California’s “progressive” legislators recently tried, and once again failed, to establish “a single-payer” system of state-controlled health care.
The California bill, AB 1400, would have abolished virtually all private and employer-sponsored health insurance, and would have replaced it with a state-run system promising universal coverage, including for illegal immigrants.
Among other things, the measure would have the state set and control payments for doctors and all other medical professionals and would have even restricted the ability of residents to get treatment from a doctor outside of the government program.
The bill failed in the heavily Democratic-controlled California State Assembly because Assemblyman Ash Kalra of San Jose could not even muster enough Democratic support to get a floor vote on the measure. He refused to bring the bill up for a vote, let alone even a floor fight.
Aside from opposition from “moderate” Democrats and the business community, Gov. Gavin Newsom, an outspoken supporter of the “single payer” concept, was conspicuous for his silence on the measure, further angering the bill’s supporters, notably the California Nurses Association.
This is another failed attempt to reboot an old movie. Since 1997, California’s progressive politicians and their allied lefty activists have frequently tried and failed to enact a government-run “single payer” health insurance program. In 2017, the California Legislature attempted to enact it, and the effort fell apart when it became clear that the price tag would have cost at least $331 billion.
The reason for this latest collapse is no surprise: the sheer size of the taxes required to sustain such a massive government program.
In a separate but related measure, the state Legislature would have to enact, and the voters would have to approve, a whole set of new taxes on businesses and individuals. California’s legislative analysts’ estimate the proposed program’s yearly cost would range between $314 and $391 billion. In other words, the creation of such a program would have doubled the already high tax burden on California citizens.
The latest collapse of the California “single payer” scheme is a replay of what has happened in other states in recent years.
In 2016, Colorado progressives proposed a comprehensive “single payer” government health insurance program. It would have cost $25 billion at the time, also doubling the state budget. It would have been financed by a 10 % payroll tax. Nonetheless, independent analysts then estimated it would have racked up a $253 million deficit in the first year of implementation, even with bold assumption of federal Medicaid funding to offset the total cost. In a statewide referendum, more than 3 out of 4 Colorado voters said “no!”
In 2018, the New York state Legislature was presented with The New York Health Act, sponsored by state Rep. Richard Gottfried. As with the California measure, the bill would have promised comprehensive coverage without cost sharing—no deductibles or copayments. Health care was to be “free” at the point of service.
The purported “savings” would come from anticipated reductions in administrative costs and the imposition of government payment limits on doctors and other medical professionals, with an ultimate view toward lowering their payments.
Once again, New Yorkers would have been denied the right to enroll in alternative private coverage, and patients would have been forbidden to contract privately with physicians for treatments provided under the state government health plan.
New York’s “free” health care would have required a massive increase in taxation, including a new tax on capital gains, interest, and dividends. The major revenue would have come from a new income-based employment tax, with employees paying 20% and employers bearing an estimated 80% of the costs. (Employers, of course, would likely pass on such costs in lower wages and higher prices for goods and services.)
Curiously, details on the specific brackets and rates of the new tax plan were to be set during the program’s implementation. It was New York’s version of the notorious Pelosi Rule: Pass the bill to learn the details. The New York effort failed.
The most interesting case study in America’s “single payer” saga is that of Vermont, represented in Washington by Sen. Bernie Sanders, the independent socialist, and author of the federal legislation to create a national government-controlled health care program.
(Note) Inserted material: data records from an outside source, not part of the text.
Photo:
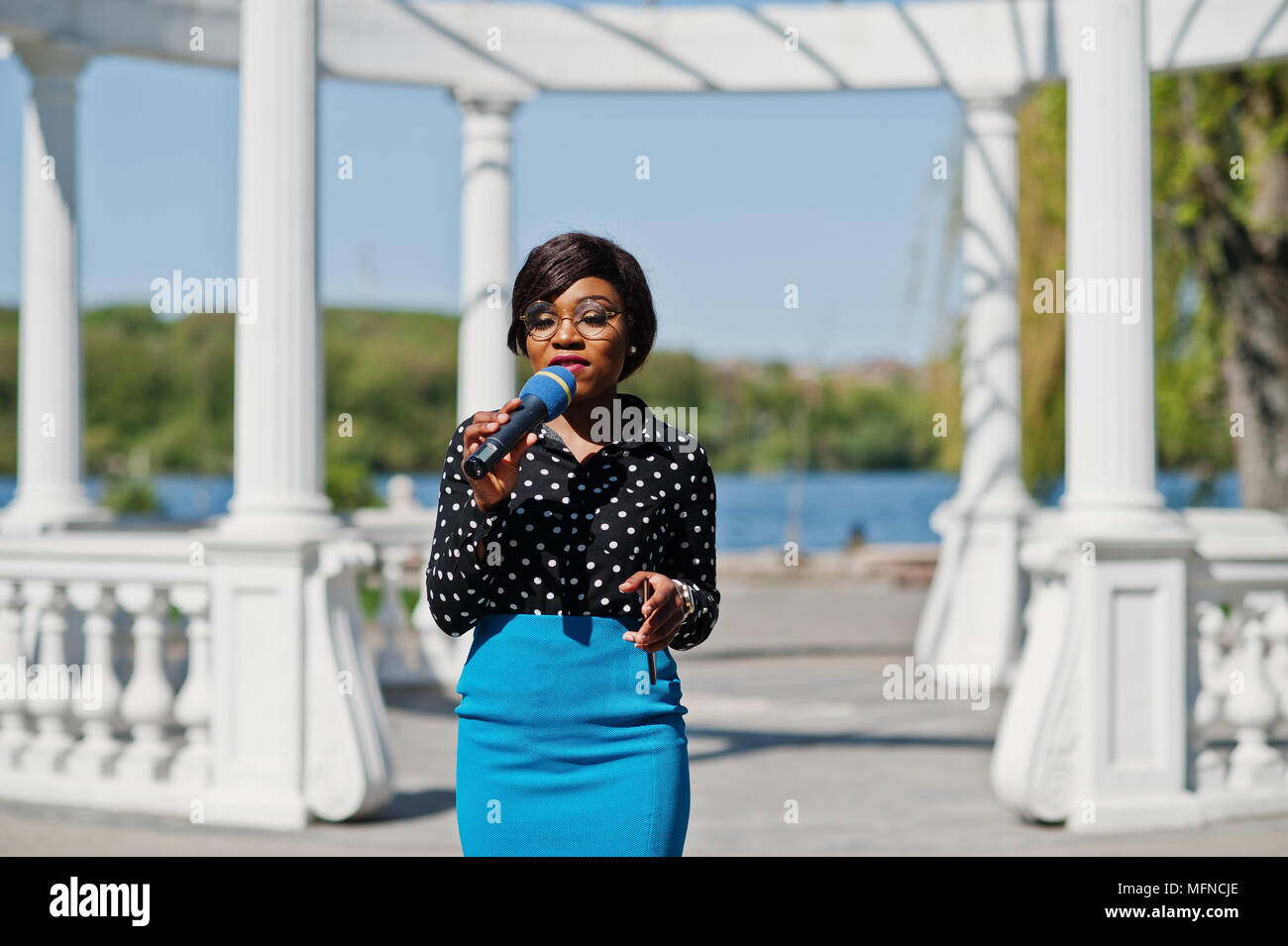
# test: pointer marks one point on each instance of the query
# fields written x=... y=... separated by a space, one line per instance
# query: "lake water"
x=752 y=511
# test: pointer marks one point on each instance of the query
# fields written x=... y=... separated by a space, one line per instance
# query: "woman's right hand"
x=500 y=481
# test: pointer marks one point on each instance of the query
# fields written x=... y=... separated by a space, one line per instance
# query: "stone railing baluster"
x=149 y=700
x=47 y=696
x=98 y=709
x=194 y=701
x=1252 y=706
x=13 y=713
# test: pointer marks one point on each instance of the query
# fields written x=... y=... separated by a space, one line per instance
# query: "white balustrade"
x=1241 y=691
x=207 y=683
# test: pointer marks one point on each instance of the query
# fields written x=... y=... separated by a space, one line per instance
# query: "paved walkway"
x=785 y=703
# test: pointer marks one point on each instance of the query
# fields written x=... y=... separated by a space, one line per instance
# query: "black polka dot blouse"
x=570 y=533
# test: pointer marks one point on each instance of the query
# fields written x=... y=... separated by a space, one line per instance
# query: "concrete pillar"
x=1095 y=729
x=973 y=610
x=484 y=365
x=51 y=489
x=278 y=464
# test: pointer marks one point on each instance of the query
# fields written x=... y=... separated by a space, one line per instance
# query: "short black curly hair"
x=559 y=263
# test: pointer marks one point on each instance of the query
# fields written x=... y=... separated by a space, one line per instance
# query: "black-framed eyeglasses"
x=591 y=318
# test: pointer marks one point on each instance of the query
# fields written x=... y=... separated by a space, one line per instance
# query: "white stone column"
x=278 y=464
x=973 y=610
x=484 y=365
x=51 y=490
x=1096 y=727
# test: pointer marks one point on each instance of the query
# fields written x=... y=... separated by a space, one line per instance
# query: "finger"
x=634 y=580
x=516 y=454
x=662 y=592
x=664 y=635
x=657 y=619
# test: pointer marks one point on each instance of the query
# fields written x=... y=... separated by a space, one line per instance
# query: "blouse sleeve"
x=692 y=554
x=458 y=584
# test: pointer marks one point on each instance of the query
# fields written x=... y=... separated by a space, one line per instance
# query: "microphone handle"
x=520 y=422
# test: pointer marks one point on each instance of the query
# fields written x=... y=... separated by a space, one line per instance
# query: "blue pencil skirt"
x=563 y=747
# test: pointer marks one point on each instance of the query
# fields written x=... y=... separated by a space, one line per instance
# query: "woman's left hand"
x=664 y=610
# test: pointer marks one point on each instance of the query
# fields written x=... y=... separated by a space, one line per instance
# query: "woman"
x=585 y=550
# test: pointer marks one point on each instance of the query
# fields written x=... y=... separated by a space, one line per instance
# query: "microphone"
x=545 y=395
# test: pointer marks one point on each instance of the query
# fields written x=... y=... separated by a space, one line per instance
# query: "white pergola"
x=990 y=53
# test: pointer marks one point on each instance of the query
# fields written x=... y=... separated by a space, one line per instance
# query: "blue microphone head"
x=555 y=386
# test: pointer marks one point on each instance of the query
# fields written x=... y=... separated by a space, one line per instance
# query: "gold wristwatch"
x=687 y=594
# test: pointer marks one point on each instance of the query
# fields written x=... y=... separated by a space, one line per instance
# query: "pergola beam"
x=971 y=47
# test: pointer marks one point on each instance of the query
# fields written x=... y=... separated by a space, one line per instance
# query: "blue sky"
x=748 y=192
In 2011, “progressive” Gov. Peter Shumlin signed Green Mountain Care, a comprehensive single-payer system, into law. It was the first in the nation.
While the statute had about every political advantage—the staunch support of a progressive state legislature, technical support from top liberal academic experts, a friendly Obama administration in Washington, and a liberal voter base—it did not have financing provisions. It was left up to Shumlin and his team to present a funding program to the state Legislature by 2013.
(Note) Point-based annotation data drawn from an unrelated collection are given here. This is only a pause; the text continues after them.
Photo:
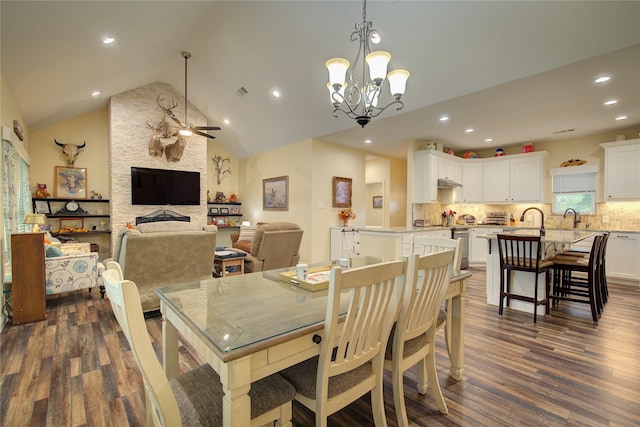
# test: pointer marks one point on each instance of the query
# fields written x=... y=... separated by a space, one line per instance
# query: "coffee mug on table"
x=301 y=271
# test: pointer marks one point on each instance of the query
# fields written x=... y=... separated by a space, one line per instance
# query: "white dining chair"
x=424 y=245
x=412 y=342
x=352 y=349
x=195 y=397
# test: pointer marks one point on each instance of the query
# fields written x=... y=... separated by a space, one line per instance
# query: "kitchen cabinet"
x=495 y=181
x=513 y=180
x=623 y=253
x=478 y=246
x=472 y=182
x=458 y=176
x=621 y=171
x=426 y=177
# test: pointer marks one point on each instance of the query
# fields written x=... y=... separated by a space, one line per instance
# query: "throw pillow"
x=52 y=251
x=246 y=234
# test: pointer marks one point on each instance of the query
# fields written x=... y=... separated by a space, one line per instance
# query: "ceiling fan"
x=186 y=129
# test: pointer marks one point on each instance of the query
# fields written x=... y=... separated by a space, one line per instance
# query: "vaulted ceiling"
x=514 y=71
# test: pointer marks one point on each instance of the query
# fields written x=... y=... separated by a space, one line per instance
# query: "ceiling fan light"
x=337 y=71
x=378 y=62
x=398 y=82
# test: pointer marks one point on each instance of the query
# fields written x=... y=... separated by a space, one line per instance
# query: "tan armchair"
x=274 y=245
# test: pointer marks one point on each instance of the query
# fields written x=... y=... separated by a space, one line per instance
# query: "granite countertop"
x=506 y=228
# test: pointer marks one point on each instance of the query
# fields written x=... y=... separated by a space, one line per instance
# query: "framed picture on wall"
x=377 y=202
x=70 y=183
x=341 y=190
x=41 y=206
x=275 y=194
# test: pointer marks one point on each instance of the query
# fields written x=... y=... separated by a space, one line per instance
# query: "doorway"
x=376 y=204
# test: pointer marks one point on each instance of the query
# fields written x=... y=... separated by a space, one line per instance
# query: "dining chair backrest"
x=125 y=300
x=361 y=335
x=424 y=245
x=413 y=343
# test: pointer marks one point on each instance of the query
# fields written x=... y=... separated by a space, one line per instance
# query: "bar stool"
x=522 y=253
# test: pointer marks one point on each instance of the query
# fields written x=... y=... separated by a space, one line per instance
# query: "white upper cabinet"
x=426 y=177
x=514 y=179
x=495 y=181
x=622 y=170
x=509 y=179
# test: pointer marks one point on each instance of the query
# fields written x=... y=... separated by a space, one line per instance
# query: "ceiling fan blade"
x=197 y=132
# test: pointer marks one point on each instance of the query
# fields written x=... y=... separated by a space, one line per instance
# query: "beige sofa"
x=162 y=253
x=273 y=245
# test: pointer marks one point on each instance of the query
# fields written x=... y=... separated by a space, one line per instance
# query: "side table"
x=228 y=263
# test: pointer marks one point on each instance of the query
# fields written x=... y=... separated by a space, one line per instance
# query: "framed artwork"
x=341 y=189
x=377 y=202
x=70 y=183
x=41 y=206
x=275 y=194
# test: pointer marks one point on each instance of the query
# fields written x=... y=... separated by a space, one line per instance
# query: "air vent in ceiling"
x=242 y=92
x=563 y=131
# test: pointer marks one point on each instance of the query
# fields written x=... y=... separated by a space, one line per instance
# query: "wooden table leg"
x=169 y=346
x=236 y=383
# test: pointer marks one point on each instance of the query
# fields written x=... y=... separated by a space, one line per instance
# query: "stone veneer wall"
x=128 y=146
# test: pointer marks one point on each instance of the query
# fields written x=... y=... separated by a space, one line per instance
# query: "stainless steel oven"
x=462 y=232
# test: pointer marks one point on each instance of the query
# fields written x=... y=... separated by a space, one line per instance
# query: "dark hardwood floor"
x=76 y=369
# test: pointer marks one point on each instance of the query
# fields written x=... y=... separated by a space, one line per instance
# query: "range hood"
x=447 y=183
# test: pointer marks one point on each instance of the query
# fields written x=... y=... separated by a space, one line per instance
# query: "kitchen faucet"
x=576 y=220
x=542 y=232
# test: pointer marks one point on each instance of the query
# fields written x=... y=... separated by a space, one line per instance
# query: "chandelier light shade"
x=356 y=91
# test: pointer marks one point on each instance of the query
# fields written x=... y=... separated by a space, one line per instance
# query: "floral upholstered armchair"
x=65 y=273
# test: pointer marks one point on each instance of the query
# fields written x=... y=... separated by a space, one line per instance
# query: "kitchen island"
x=554 y=242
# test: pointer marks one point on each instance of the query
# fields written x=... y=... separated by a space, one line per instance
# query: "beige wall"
x=310 y=166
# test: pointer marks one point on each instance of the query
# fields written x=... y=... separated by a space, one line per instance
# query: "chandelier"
x=358 y=95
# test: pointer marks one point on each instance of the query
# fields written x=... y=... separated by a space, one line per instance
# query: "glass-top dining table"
x=250 y=326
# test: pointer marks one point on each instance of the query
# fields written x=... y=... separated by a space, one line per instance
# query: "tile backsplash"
x=622 y=216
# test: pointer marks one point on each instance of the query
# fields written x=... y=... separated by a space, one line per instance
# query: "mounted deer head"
x=218 y=162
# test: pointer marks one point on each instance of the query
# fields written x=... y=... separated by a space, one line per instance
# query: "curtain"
x=16 y=194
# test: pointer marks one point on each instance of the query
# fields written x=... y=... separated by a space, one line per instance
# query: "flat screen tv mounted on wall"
x=164 y=187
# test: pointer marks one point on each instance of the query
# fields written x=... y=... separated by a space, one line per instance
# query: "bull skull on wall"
x=70 y=151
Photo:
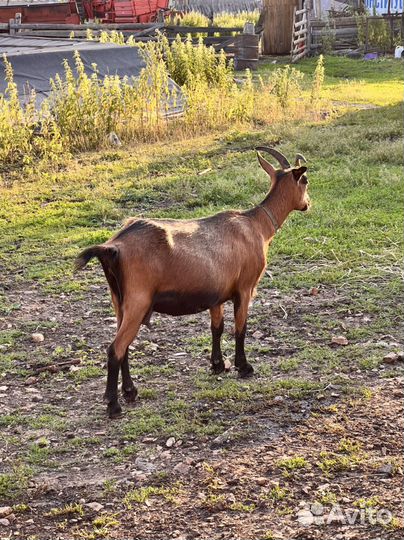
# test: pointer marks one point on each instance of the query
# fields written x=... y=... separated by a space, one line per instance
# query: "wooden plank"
x=300 y=40
x=300 y=23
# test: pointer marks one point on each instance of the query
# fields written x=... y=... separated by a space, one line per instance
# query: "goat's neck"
x=279 y=206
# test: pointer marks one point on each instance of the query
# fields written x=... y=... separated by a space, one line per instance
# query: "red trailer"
x=68 y=11
x=49 y=11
The governor missed the deadline, running numerous econometric models, but unable to finalize the level and kind of taxes that would be necessary to fund the new program.
By 2014, Shumlin and his team estimated that the initial annual cost of Green Mountain Care would be $4.3 billion and would require a 151% increase in the state’s total taxes. In terms of specifics, the program’s funding would have required a 11.5% state payroll tax, plus a 9.5% income tax. The governor concluded that the risk of an “economic shock” to the state was too great, and the Vermont effort also failed.
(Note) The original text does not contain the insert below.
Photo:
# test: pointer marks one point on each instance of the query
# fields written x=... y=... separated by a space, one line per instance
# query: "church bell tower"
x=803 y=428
What killed California’s latest attempt to promise “free” health care for all, like previous state experiments, is the daunting prospect of prohibitive taxation. Despite progressives’ claims to deliver higher-quality care at lower cost, middle-class taxpayers do not believe it. A Heritage Foundation analysis of similar legislation at the federal level confirms their worst suspicions.
Socialism is a luxury item best enjoyed as a metaphysical abstraction in the faculty lounge.